My wife started Awaiting the King as a blog about our Christian faith.
I've actually done very little development work on her blog so far. However, it was my first WordPress site. After working nearly exclusively with Drupal since 2003 it was really interesting getting started with WordPress. Initially I was very impressed with WordPress, because right out of the box it's a ready-to-run with most of the features a blog needs! However, as I've been learning more about WordPress and learning how to customize it and write my own modules I've found that Drupal is a much better package for more advanced web applications. I see myself continuing to develop with both, depending on the needs of the site.
I can't post the details because of the proprietary nature of this project, but this remains the most complex project I've ever worked on. It is a large web application written completely in HTML and JavaScript that connects to server-side data processing and storage via AJAX using RESTful-style requests. The backend is Drupal, and the frontend is Javascript using ExtJS 2.0 (plus YUI for the History Manager).

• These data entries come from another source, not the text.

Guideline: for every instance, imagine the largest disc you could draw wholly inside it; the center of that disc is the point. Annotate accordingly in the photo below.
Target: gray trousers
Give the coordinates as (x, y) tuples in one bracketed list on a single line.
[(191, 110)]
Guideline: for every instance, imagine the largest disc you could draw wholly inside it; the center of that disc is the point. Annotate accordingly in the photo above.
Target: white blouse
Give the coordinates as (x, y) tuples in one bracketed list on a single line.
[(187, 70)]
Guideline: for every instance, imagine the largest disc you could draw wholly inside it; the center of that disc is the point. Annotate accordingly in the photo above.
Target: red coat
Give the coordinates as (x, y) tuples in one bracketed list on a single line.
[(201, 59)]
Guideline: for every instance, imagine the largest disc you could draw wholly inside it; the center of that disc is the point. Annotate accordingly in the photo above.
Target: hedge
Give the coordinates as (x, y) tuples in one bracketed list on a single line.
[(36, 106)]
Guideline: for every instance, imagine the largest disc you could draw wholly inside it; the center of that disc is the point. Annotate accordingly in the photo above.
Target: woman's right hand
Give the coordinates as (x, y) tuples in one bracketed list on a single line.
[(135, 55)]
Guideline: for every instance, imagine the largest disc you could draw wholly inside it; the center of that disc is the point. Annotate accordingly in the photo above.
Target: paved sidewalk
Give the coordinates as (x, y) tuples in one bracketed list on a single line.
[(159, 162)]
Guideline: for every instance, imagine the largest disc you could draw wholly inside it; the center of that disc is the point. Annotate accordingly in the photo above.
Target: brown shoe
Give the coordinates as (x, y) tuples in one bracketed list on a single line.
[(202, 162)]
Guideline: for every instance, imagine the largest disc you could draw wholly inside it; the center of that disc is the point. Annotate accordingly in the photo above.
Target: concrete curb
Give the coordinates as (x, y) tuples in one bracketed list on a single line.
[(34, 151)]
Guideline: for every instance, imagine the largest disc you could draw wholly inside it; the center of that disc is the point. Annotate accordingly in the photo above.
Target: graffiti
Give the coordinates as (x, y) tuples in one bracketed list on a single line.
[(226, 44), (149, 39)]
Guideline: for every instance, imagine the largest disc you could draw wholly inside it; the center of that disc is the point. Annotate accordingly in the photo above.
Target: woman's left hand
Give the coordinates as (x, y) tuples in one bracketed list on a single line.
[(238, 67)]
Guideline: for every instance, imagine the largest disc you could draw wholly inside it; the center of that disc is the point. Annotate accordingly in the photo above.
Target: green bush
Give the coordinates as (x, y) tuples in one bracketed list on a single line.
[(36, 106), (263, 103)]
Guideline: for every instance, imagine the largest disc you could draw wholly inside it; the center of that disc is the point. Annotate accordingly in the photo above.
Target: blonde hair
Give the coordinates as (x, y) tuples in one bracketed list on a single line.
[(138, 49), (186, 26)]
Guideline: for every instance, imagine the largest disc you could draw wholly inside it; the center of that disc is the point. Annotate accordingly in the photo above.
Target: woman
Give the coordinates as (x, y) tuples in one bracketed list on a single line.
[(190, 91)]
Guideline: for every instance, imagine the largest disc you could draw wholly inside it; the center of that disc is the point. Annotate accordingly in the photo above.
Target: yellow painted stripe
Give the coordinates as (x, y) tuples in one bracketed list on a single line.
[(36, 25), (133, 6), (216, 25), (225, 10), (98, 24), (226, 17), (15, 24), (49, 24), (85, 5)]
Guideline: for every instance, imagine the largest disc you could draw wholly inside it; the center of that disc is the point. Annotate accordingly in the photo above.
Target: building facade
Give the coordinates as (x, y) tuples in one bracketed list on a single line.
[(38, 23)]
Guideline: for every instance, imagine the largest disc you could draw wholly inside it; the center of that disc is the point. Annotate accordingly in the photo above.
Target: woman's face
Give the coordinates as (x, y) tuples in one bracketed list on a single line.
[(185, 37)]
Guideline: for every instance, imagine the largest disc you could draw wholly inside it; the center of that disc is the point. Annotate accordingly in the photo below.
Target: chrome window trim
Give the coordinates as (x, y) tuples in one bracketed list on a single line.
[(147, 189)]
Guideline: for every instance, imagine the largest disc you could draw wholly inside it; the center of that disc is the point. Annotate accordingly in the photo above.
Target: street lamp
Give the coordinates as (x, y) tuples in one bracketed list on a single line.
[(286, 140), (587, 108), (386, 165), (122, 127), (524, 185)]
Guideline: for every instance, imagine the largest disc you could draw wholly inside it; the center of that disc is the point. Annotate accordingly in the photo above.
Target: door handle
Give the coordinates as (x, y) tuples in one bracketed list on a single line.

The project was quite a challenge. Traditional web applications are much simpler, because every page is a complete reload. Adding AJAX functionally makes things more complicated, but going 100% AJAX (to the point where the page never completely reloads) is significantly more complicated. However, I developed some pretty solid methods for dealing with page "state", global events, and many other AJAX application challenges. I hope to work on another HTML/JS AJAX application in the future.
This is a website I put together because I travel to the San Francisco Bay Area enough that I know the bridges and tolls on I-80, but can never remember the other bridge tolls and the direction they are collected. I figured there should be a simple website that lists the bridges, tolls, and collection directions in a simple format. It has also been an interesting experiment in SEO, since I'm using such a targeted keyword phrase "bay area bridge tolls".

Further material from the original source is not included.